Re: In Hunk, app-specific field extraction is not picked up by map-reduce jobs

Explorer

Yup.
- Already had header.time as required fields for the vix.
- Missed the %s... added it

0 Karma
Highlighted

Re: In Hunk, app-specific field extraction is not picked up by map-reduce jobs

Splunk Employee
Splunk Employee

Ahh, the "corollary" and "corollary++" are actually very important in what you're experiencing - basically what is happening is that Hunk does not have any knowledge that the field is being extracted from the "message" field and therefore the Avro reader doesn't output it - thus the extraction fail.
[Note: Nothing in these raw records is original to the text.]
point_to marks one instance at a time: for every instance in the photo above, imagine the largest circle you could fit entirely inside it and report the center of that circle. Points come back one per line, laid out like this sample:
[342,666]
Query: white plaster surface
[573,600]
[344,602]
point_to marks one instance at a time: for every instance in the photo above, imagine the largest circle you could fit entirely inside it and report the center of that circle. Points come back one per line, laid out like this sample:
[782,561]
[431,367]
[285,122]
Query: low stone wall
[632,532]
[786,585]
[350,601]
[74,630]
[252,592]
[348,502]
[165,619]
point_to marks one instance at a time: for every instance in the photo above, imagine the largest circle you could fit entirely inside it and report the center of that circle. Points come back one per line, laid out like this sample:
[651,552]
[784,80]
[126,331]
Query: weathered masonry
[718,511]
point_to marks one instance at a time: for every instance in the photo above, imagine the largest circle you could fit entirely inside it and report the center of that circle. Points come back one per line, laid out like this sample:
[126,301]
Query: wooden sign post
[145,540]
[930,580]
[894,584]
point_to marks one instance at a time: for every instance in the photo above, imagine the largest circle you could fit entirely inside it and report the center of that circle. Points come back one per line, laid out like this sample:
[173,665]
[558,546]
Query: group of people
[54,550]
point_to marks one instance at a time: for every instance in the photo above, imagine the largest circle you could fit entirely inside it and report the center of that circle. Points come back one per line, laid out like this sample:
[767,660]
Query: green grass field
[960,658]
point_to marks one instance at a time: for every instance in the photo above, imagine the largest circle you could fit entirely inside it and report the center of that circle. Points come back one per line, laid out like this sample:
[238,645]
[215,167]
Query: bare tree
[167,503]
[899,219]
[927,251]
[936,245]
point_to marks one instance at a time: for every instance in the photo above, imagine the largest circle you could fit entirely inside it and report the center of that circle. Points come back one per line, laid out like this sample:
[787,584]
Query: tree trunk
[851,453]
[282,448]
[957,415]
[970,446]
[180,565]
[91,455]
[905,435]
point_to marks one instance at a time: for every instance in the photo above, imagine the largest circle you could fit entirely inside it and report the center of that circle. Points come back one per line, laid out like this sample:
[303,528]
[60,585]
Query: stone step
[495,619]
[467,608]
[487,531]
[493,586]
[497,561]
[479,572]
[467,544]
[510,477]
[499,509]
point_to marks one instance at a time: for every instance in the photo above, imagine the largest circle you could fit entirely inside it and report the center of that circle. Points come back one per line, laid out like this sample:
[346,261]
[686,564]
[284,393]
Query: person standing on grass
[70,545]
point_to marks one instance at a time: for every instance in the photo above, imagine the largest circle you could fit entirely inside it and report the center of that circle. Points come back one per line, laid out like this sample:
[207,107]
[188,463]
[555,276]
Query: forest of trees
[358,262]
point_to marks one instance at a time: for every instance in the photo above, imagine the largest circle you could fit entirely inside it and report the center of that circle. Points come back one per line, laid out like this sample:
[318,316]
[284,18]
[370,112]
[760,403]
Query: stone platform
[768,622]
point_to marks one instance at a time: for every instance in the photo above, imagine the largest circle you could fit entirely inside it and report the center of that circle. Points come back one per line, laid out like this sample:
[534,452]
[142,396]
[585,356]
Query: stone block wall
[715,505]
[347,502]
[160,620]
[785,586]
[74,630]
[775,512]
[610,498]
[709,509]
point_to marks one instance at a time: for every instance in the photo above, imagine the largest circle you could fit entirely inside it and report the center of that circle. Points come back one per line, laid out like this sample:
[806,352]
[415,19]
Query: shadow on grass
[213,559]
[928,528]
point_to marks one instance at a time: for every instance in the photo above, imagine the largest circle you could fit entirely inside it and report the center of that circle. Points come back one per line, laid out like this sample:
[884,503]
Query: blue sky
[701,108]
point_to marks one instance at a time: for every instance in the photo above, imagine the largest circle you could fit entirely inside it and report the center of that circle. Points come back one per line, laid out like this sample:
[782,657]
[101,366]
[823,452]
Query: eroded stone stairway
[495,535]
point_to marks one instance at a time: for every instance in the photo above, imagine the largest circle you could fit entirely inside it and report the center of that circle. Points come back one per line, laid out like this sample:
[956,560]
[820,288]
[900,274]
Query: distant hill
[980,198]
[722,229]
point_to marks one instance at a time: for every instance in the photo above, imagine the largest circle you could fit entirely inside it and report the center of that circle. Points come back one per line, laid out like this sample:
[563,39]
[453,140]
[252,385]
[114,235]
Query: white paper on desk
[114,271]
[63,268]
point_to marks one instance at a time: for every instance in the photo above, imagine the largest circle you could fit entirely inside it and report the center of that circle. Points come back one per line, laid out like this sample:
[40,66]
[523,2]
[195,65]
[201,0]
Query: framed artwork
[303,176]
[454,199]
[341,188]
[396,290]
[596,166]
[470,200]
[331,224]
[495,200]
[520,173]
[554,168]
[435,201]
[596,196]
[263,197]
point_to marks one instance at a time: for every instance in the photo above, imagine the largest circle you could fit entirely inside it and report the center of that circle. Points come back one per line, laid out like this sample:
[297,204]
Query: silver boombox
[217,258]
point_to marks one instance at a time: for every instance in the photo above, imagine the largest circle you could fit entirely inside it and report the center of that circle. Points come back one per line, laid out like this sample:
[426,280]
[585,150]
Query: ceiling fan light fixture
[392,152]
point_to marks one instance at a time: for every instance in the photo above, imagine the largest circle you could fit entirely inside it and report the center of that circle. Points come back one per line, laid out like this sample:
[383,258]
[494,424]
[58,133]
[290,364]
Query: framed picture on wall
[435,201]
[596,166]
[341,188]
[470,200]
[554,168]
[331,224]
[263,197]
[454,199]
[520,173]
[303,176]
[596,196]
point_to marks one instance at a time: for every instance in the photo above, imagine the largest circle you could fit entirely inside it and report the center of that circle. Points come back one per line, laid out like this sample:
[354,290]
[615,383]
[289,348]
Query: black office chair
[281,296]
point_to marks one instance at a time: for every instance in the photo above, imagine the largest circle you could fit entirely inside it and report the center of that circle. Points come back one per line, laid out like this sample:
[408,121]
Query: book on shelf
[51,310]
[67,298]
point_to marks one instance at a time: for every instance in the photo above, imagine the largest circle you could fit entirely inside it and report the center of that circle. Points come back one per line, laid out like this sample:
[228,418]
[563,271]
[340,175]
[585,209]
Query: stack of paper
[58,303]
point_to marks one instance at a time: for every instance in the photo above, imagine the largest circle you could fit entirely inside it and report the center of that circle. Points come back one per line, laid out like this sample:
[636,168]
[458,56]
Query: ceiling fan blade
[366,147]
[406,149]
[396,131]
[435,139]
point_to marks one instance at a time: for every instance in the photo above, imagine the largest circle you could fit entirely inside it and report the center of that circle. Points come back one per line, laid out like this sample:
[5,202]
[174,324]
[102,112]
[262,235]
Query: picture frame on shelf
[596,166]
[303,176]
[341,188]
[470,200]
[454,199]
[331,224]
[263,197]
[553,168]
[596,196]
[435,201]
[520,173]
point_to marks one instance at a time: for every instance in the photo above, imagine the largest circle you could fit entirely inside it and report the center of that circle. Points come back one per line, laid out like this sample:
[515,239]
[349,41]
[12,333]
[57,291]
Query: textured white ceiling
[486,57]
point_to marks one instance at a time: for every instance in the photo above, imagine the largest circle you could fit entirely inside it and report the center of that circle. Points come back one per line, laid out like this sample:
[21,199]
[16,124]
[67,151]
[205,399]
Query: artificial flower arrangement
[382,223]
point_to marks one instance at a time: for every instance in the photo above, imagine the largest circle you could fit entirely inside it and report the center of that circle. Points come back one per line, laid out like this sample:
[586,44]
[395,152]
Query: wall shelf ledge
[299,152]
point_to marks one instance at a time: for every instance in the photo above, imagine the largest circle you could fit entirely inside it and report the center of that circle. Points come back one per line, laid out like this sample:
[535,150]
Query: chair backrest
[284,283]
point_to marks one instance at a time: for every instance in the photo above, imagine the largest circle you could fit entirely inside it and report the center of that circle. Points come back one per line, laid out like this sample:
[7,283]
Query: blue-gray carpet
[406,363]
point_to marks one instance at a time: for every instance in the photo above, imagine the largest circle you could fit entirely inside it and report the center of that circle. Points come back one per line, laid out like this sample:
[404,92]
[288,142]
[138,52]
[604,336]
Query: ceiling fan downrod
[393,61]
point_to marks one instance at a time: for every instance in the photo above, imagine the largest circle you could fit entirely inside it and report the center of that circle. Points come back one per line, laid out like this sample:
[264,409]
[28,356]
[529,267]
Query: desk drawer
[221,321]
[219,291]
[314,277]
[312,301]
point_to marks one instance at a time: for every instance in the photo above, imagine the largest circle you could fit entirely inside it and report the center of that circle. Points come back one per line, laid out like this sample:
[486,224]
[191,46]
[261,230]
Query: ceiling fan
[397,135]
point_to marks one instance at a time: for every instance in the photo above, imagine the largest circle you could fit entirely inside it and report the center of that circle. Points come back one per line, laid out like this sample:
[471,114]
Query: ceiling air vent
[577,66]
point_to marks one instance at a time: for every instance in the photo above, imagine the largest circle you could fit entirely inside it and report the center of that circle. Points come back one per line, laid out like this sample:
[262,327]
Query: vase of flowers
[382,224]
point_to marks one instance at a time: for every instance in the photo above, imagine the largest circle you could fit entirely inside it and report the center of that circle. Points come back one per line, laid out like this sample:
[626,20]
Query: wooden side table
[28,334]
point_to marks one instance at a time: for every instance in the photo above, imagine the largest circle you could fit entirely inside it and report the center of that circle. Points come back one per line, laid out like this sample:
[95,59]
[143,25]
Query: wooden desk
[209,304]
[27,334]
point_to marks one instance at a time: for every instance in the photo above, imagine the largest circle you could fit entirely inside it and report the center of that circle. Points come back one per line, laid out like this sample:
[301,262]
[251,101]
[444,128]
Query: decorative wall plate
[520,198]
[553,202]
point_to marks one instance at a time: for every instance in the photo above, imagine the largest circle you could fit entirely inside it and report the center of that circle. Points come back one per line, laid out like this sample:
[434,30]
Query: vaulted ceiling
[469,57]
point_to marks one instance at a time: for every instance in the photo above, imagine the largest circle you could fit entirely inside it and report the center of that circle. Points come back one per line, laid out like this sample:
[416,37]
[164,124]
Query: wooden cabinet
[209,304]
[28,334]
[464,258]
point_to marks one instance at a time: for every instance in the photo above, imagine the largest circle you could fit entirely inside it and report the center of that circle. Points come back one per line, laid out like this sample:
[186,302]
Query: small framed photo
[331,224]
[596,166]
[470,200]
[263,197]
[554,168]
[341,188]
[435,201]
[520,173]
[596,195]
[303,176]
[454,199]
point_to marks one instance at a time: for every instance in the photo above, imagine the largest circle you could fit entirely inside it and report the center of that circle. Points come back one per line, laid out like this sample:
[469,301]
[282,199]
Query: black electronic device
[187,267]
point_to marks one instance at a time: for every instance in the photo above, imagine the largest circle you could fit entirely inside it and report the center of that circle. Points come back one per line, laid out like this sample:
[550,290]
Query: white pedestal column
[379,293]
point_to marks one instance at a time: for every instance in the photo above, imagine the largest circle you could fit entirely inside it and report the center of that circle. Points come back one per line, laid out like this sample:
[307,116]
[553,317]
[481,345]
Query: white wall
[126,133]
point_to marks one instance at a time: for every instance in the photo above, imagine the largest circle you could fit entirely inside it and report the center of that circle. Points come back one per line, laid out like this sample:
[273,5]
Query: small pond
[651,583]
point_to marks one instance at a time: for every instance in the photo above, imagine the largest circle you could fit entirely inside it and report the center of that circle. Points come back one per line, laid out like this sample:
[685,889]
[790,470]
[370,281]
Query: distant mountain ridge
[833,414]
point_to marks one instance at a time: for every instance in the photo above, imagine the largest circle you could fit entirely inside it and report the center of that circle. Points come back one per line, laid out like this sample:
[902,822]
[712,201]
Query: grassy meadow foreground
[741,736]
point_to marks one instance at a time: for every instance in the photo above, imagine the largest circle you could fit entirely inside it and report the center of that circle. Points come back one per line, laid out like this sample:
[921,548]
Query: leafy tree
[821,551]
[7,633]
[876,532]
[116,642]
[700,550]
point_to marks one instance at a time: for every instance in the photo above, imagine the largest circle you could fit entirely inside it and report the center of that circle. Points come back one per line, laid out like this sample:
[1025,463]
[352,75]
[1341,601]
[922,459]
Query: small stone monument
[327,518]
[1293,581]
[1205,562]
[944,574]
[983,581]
Why does it work when you run "index=vix source=events" ? Well, if you're not running a reporting search (stats, timechart etc) the search is effectively ran in "verbose mode"

There are two ways to fix this:
a) if there are some fields that you always need some fields you can tell the record readers to always output them - check this answer for how to do that

b) you can tell the extractor that the field is actually being extracted from another field by modifying the extraction rule as follows:

 [myvix_sourcetype]
EXTRACT-myField = ^(?:[^\|\n]*\|){6}(?<my_field>[^\|]+) IN message 

Unfortunately both methods require you to edit .conf files.

View solution in original post

Highlighted

Re: In Hunk, app-specific field extraction is not picked up by map-reduce jobs

Explorer

Since the original developer used the UI to create the regex, it would be great if the UI could infer that message is required. It severely limits what end users can do for "schema-on-read" use-cases.... requiring a ticket for each field-extraction for the admin to go in and edit.

I tried both approaches and both worked, as advertised.

Since this is specific to the {nonsearchappapp} and since I only need it to pull in that field when it needs to I went with b).

 [myvix_sourcetype]
 EXTRACT-myField = ^(?:[^\|\n]*\|){6}(?≺my_field≻[^\|]+) in message

It worked like a charm! Thanks @Ledion once again!